I’m curious what others think about the deletions that are regularly showing up in sequenced 2022 monkeypox genomes. As I understand it, Nextstrain doesn’t really look at these, since it’s built on the covid framework where large deletions were assumed to be sequencing errors more often actual deletions.
I noticed that everything our lab sequenced here in the midwest USA had two deletions: a gap between 133164-133173, and a gap between 150551-150567. Looking at the BED files for our consensus sequences, this seems to be an actual deletion, not a sequencing artifact. I also noted that a few of the sequences I downloaded from GISAID had similar deletions.
Since Nextstrain doesn’t display any data on these gaps by default, I threw the entire nextstrain fasta into the command-line version of nextclade and had it spit out the deletions for all strains. Then I edited the nextstrain metadata file to have new columns for gaps at 133164-133173, 150551-150567, and ones that started at 179077 (there seems to be some different gaps here. The majority were 179077-179148, while some ended at 179094 or 179175. I colored these differently.)
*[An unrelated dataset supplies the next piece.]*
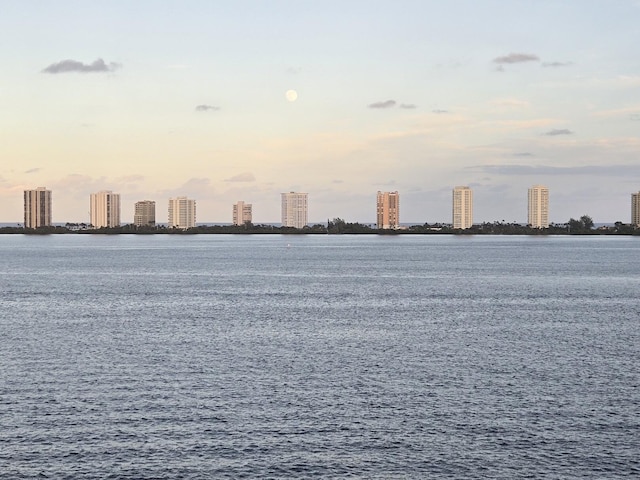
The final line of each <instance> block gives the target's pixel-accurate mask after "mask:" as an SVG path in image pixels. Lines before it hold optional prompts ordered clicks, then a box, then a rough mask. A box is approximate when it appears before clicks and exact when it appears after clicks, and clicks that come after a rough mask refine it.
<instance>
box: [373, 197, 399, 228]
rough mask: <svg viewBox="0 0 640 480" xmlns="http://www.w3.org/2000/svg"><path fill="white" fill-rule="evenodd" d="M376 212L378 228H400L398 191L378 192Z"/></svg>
mask: <svg viewBox="0 0 640 480" xmlns="http://www.w3.org/2000/svg"><path fill="white" fill-rule="evenodd" d="M376 214H377V215H376V217H377V224H378V228H382V229H397V228H399V227H400V195H399V194H398V192H378V195H377V198H376Z"/></svg>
When I looked at my phylo trees for these traits, some comments:
- the 133164 gap seems to be in nearly every B.1 sample. There’s only a handful of exceptions, which could be due to different consensus-building program setitngs labeling those gaps at Ns instead of gaps. This deletion, unlike the other two, seems like a “true” deletion that was unused when the B.1 nextclade model was built.
- the 150551 and 179077 gaps were present in only a fraction of the samples, but do not follow any pattern that I can see in the phylo tree. If these are real deletions, it would seem like they’d follow some pattern, showing up at the same time as certain mutations. If they’re real deletions, it would probably need to be taken into account on tree building, right? The randomness makes me think these are somehow sequencing or consensus building artifacts.
I’m curious what other people think about these, or other common deletions I haven’t spotted yet.